It really depends how cheap the company as a whole is. They figure once you're in line you're going to buy something so they'd rather have the workers elsewhere doing what they deem is more productive. This is happening more and more. I worked for Bed Bath and Beyond for a few years and if checking out people in our line (if you worked as a cashier) would take longer than it took to get another worker up there, you called for backup. About a year and a half ago they changed the way that stores were graded on service and mystery shops and it was higher penalized to have less people on the floor than to have a line at the registers, so the backup calmed down a lot.
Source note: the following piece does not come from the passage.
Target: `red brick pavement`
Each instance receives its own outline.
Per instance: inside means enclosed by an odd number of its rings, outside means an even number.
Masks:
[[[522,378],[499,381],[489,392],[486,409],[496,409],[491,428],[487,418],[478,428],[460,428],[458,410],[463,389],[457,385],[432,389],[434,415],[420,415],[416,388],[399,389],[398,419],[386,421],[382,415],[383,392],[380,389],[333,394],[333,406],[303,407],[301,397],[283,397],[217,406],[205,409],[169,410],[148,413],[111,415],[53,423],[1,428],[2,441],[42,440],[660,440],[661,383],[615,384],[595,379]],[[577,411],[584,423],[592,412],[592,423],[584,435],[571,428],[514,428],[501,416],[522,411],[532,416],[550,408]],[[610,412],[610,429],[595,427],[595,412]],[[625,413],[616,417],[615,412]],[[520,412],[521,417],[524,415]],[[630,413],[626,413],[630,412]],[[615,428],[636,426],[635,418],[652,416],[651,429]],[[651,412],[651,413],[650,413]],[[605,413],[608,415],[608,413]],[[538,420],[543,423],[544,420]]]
Not to mention they were very cheap and typically only had 4-5 people there at a time in the evening so if you had 2 other people up there... you only had 1 other person in the store to do everything... in a 40k square foot store. Not to mention stores like that love to constantly move stuff around from spot to spot so you basically can have 1 or 2 people moving a large fixture's contents to another spot.. and what was in the new spot elsewhere, etc... so you've essentially wasted 20 mins to several hours to literally move things 15 feet by the time that you've done the project, done backup, helped customers, etc.
I don't mind lines... I HATE when workers aren't willing to help and don't know their products. I'll gladly spend more time in line if the store has knowledgeable and friendly people.. unfortunately you don't find that many places.
I've worked retail since I was 16 and have done management since I was 19, 26 now. It's a crazy business.